Autophagy is a recycling process by which eukaryotic cells degrade their own components, and the fruiting body (sexual structure) is a necessary structure for some plant pathogenic fungi to start the infection cycle. However, the transcriptional regulation of plant pathogenic fungal autophagy and autophagy regulating sexual reproduction remains elusive.
Here, we provide the report linking autophagy transcription and fruiting body development in phytopathogenic fungi. The forkhead box transcription factor (FOX TF) SsFoxE2 in Sclerotinia sclerotiorum (Ss) binds to the promoters of ATG genes, thus promoting their transcription. SsFoxE2 is phosphorylated by AMP-activated protein kinase (AMPK) SsSnf1, and the phosphorylated SsFoxE2 interacts with (translationally controlled tumor protein) SsTctp1, leading to enhanced stability and ATG transcription activity of SsFoxE2.

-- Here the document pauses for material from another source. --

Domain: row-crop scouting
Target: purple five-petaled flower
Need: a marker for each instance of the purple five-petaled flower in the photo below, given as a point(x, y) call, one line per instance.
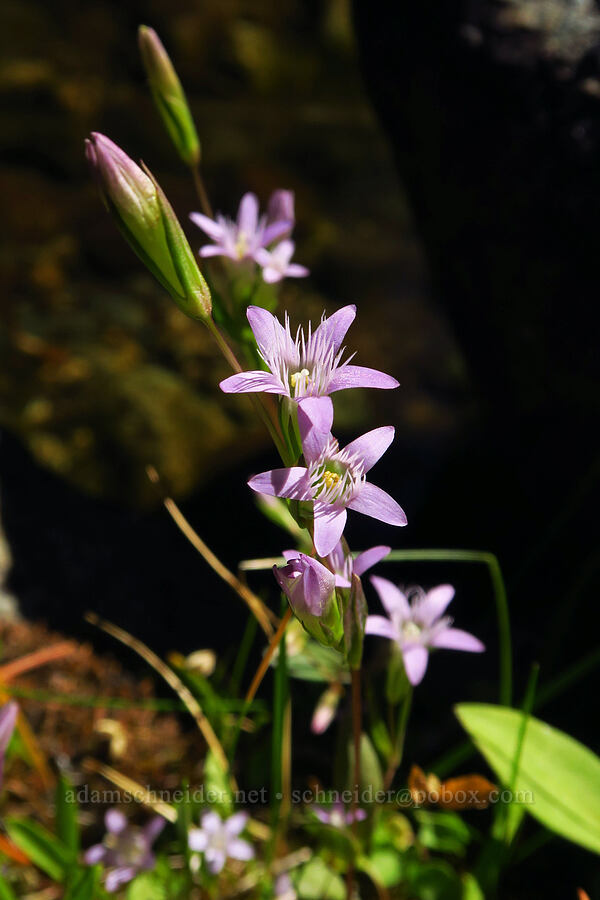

Importantly, the regulation of autophagy by SsFoxE2 affects the balance of the ubiquitination system and the early development of the fruiting body, which directly determines the occurrence and prevalence of plant disease. Furthermore, transcriptional binding of FOX TF to ATG gene promoters is conserved in phytopathogenic fungi.
Taken together, our results bring new insights into pathogen initiation in phytopathogenic fungi and connect it to other autophagy-regulated processes in plant pathogens.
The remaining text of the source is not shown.